EU’s new data-protection rules pose challenges

In October 2015, the business world was faced with a conundrum when the European Court of Justice ruled against the 15-year Safe Harbor principles, which were used as a framework for companies to transfer personally identifiable information within the European Union and to other countries, including the United States. In a business climate such as the hospitality industry’s that increasingly depends on customizing the customer experience to attract and keep loyal customers, many hospitality companies were at a loss on how to proceed with customer communications.

Moving forward one-and-a-half years later, the European Union announced in its stead the comprehensive General Data Protection Regulations with an implementation deadline of May 28, 2018. The detailed regulations set forth numerous data-management requirements, and the implementation will impact not only businesses in the EU, but any business that collects PII from an EU citizen.
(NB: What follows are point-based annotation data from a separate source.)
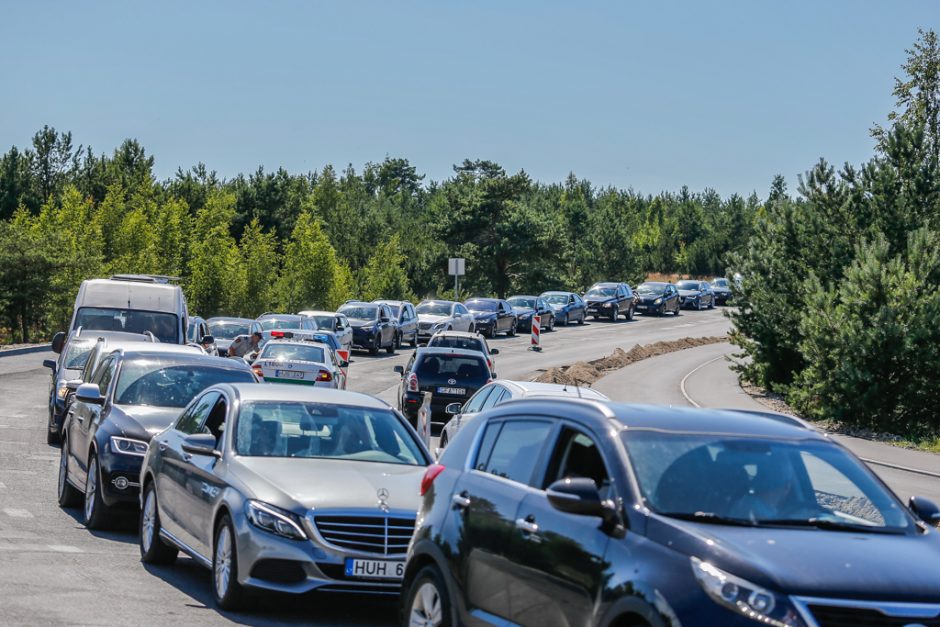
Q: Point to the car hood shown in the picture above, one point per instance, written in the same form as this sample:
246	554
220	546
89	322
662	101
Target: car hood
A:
331	483
143	421
815	562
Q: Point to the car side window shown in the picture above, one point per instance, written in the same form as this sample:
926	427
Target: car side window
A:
516	450
576	455
193	418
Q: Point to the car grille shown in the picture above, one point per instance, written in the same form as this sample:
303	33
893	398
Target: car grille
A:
844	616
381	535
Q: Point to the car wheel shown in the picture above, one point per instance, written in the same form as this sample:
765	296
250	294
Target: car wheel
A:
153	550
68	495
225	587
427	601
96	513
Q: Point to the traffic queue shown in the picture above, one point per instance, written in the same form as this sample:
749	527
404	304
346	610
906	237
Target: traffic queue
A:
238	444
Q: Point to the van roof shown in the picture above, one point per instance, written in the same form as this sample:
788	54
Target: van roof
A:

Noncompliance carries a tiered fine approach, with up to 4 percent of annual global turnover as the max. To manage this protection, entities must also appoint a data protection officer. This requirement is estimated to potentially open up 28,000 new positions.

I was confronted with the high-priority status of the GDPR at HFTP’s inaugural HITEC Amsterdam held in March 2017. Discussions were abuzz on how both the finance and technology departments would regroup data management and come to be compliant in just over a year’s time. Based on the discussion in Amsterdam, HFTP moved forward with a plan to form the Hospitality Data Protection Officer Task Force. The group of experts is tasked with developing hospitality-specific guidelines for compliance and developing a Hospitality DPO certification program. 

The task force is working to address the major challenges for the industry to achieve compliance, as well as the stakeholders involved. Based on their findings, they are developing guidelines to enable the industry to assess their specific needs to achieve compliance on time. The group is also working to define the specific features of a hospitality data protection officer job role; and resulting from this, propose a structure of an HFTP HDPO certification.

The EU is not the only region that is strengthening its cybersecurity laws, as China has also released new regulations. In a global business such as hospitality with guests coming from all regions, it is imperative we keep aware of data-protection regulations.